Aprendiz de tipógrafo e, depois, revisor, tudo Machado de Assis aprendeu por si. E pelo esforço próprio foi erguendo o espírito e depurando o gosto de tal modo que aos 42 anos, ao publicar em livro as Memórias Póstumas de Brás Cubas, se apresentou perfeito na forma, sem vestígios do autodidatismo e da falta eventual de um ambiente familiar socialmente elevado. Foi precoce - seu primeiro poema data dos 16 anos  –, triunfou cedo, viu-se consagrado, como poeta, aos 25 anos, com Crisálidas, fez a sua evolução dentro de uma época literariamente convencional, viveu sempre no Brasil, longe dos grandes centros da civilização literária, prodigalizou-se em colaborações jornalísticas, obteve um êxito prematuro em contos ainda balbuciantes e romances sem originalidade, julgou-se, talvez, principalmente poeta – e nenhum desses fatores negativos o prejudicou e nada impediu a eclosão, quase súbita, da obra novelesca de língua portuguesa mais reveladora de genial poder de análise psicológica.
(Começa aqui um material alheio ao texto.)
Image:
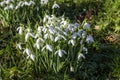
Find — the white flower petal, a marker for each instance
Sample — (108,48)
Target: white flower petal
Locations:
(49,47)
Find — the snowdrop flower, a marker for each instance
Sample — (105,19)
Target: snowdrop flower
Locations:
(72,41)
(87,26)
(40,29)
(2,3)
(46,18)
(11,6)
(85,49)
(43,2)
(28,34)
(71,69)
(55,6)
(29,54)
(81,56)
(76,25)
(59,37)
(51,30)
(20,30)
(37,44)
(74,36)
(28,3)
(84,33)
(19,5)
(48,47)
(19,46)
(32,57)
(60,52)
(27,51)
(44,30)
(89,39)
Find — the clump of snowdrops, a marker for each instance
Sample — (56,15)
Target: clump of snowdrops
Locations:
(55,44)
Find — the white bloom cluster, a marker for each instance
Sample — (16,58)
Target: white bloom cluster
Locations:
(44,2)
(55,6)
(10,5)
(24,3)
(55,33)
(6,2)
Como demonstra Lucia Miguel Pereira, o poeta parnasiano das Ocidentais não é, sem dúvida, desvalioso, e quem escreve o soneto A Carolina ­– a mulher de Machado, a portuguesa Carolina Augusta Xavier de Novais, que tão beneficamente influiu na sua vida – merece figurar em qualquer antologia da lírica em nosso idioma. Mas é tão excepcional o valor do contista e do romancista que o brilho de sua estrela poética empalidece, aos olhos de sua primeira e mais importante biógrafa. Também o seu teatro ficou na sombra.
Nunca se deu, aliás, é também Lucia quem registra, na Literatura Brasileira, e muito raramente em qualquer literatura, um fenômeno como o de Machado de Assis, que, quase de repente, já na maturidade, se pôs a fulgurar com brilho próprio e tão intenso que passou a ser, e ainda hoje o é, o mais original escritor do Brasil. Antes dos 50 anos, pôde ser celebrado pelos contemporâneos como “o primeiro de todos”, “o único” – e, se não é o único, numa literatura que conta alguns valores absolutos, é, pelo menos, o maior escritor brasileiro de todos os tempos, o mais extraordinário contista da língua portuguesa e um dos raros romancistas de interesse universal, como o atestam as traduções das suas obras mais representativas para os principais idiomas cultos, sem que haja influído nessa referência a atualidade dos seus livros, mas, sim, a perenidade de sua quase ferina análise da alma humana.
 Para Lucia Miguel Pereira, as Memórias Póstumas de Brás Cubas e o Dom Casmurro, sem a menor dúvida, mas também Quincas Borba, Esaú e Jacó, de 1904, Memorial de Aires, de 1908, e muitos dos contos de Machado, incluídos em Papéis Avulsos (1882), Histórias Sem Data (1884), Várias Histórias (1896) e Páginas Recolhidas (1899), dão-lhe o direito de ocupar o topo da literatura brasileira, pela originalidade da concepção, pela agudeza dos conceitos, pela penetrante análise dos sentimentos e pela perfeição do estilo sóbrio e conciso numa literatura derramada. Mas, segundo Lucia, só a capacidade criadora, que permitiu a Machado de Assis subtrair as personagens dos seus melhores romances e contos às contingências de tempo e de lugar, tornando-as emblemáticas das paixões humanas, consideradas em absoluto, poderia fazer dele o escritor colossal que é.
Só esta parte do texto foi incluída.